Ukraine’s food crisis. Turkish military officials host four-way talks in Istanbul today with their Ukrainian and Russian counterparts as well as a United Nations delegation as negotiations continue regarding Ukraine’s grain exports. U.N. Secretary-General António Guterres said yesterday that there was “still a way to go” on talks. Among a number of concerns, Russian officials have demanded the right to search ships bound for Ukrainian ports while Ukraine has been wary of de-mining its waterways for fear of weakening its defenses.


Keep an Eye On

Ukraine’s weapons. NATO and European Union states are seeking better tracking options for weapons entering Ukraine over fears that equipment is being smuggled out to be sold on the black market. The Financial Times reports that Western officials are in talks with Kyiv over creating a tracing system as well as a detailed inventory of weapons going into Ukraine. Ukrainian officials have maintained that weapons are accounted for and that any smuggling suggestions are overblown.

Russia-Iran ties. Russian President Vladimir Putin is to visit Tehran next week for three-way talks alongside Iranian President Ebrahim Raisi and Turkish President Recep Tayyip Erdogan to discuss the Syrian peace process.
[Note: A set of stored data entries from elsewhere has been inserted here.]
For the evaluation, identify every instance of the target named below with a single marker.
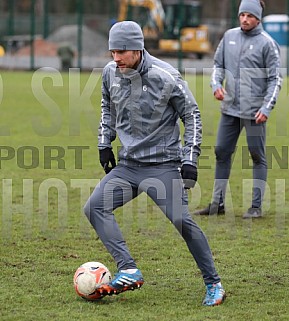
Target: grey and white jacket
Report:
(250, 64)
(143, 108)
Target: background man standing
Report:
(249, 60)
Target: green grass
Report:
(47, 237)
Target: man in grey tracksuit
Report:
(143, 99)
(249, 60)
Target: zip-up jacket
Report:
(250, 63)
(143, 108)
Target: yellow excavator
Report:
(169, 26)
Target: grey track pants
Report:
(163, 184)
(228, 134)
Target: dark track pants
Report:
(228, 133)
(164, 185)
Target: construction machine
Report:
(169, 26)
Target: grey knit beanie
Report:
(126, 35)
(251, 6)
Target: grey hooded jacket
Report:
(143, 108)
(250, 63)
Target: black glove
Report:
(190, 175)
(106, 156)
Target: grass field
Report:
(49, 164)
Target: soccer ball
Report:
(88, 277)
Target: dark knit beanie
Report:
(126, 35)
(251, 6)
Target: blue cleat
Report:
(215, 294)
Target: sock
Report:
(129, 271)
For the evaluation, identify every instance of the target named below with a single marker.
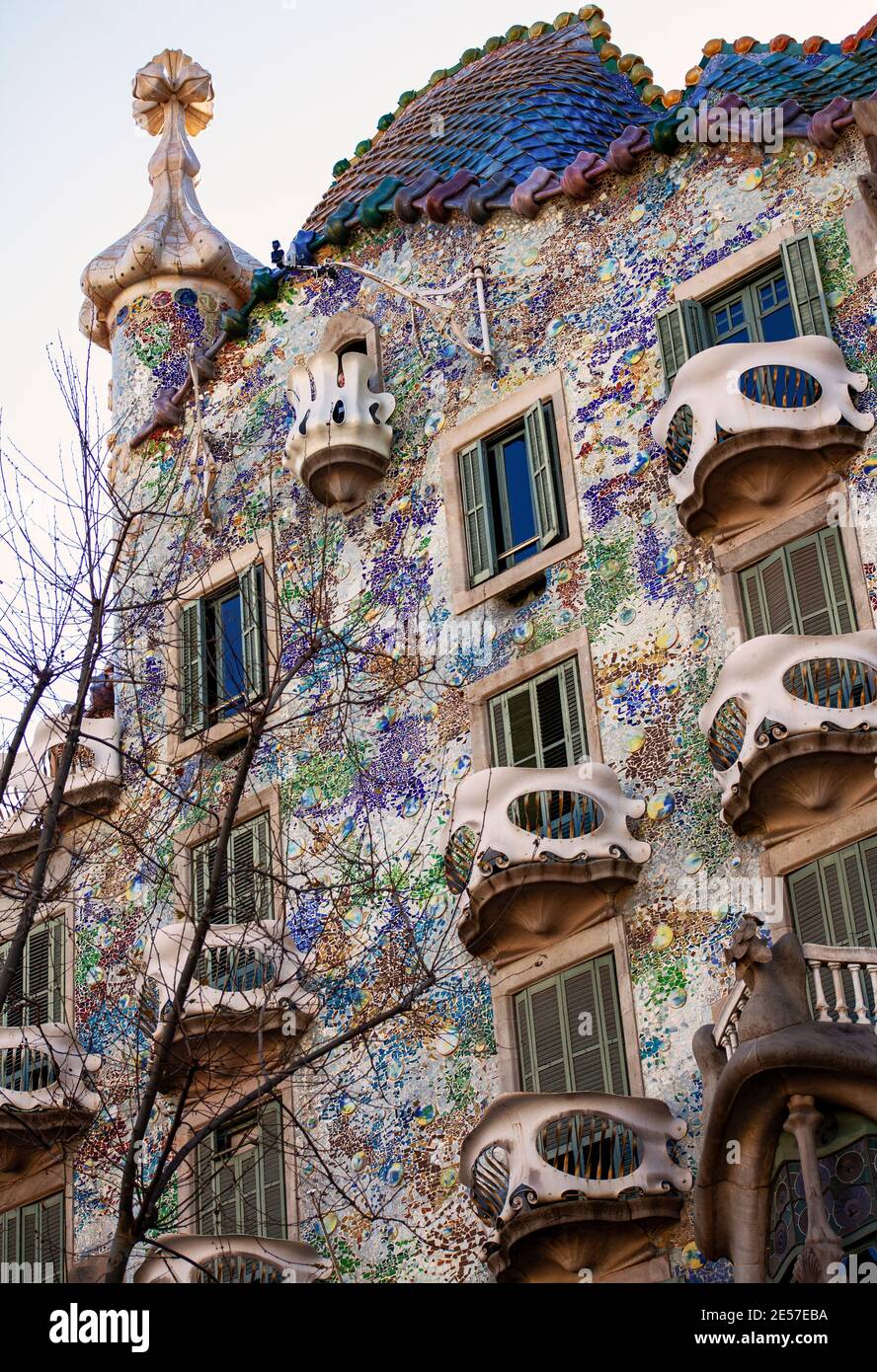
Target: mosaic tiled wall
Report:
(577, 289)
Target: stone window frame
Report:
(348, 326)
(201, 1111)
(521, 670)
(506, 982)
(496, 418)
(220, 573)
(264, 801)
(736, 555)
Putin’s visit comes after U.S. National Security Advisor Jake Sullivan warned that Iran was supplying “hundreds” of drones in support of Russia’s war in Ukraine. Russia has confirmed that Putin will hold a bilateral meeting with Erdogan while in Tehran.


Odds and Ends

Wales is to become the world’s first country to introduce a default 20 miles per hour (mph) speed limit on roads in its towns and cities, effective September 2023. The move is intended to cut down on traffic accidents and noise pollution as well as encourage alternative forms of transportation.

Washington residents will be familiar with the 20 mph limit, if not its application. Even though the measure was introduced on residential roads in 2020, driving deaths in the district still increased the following year.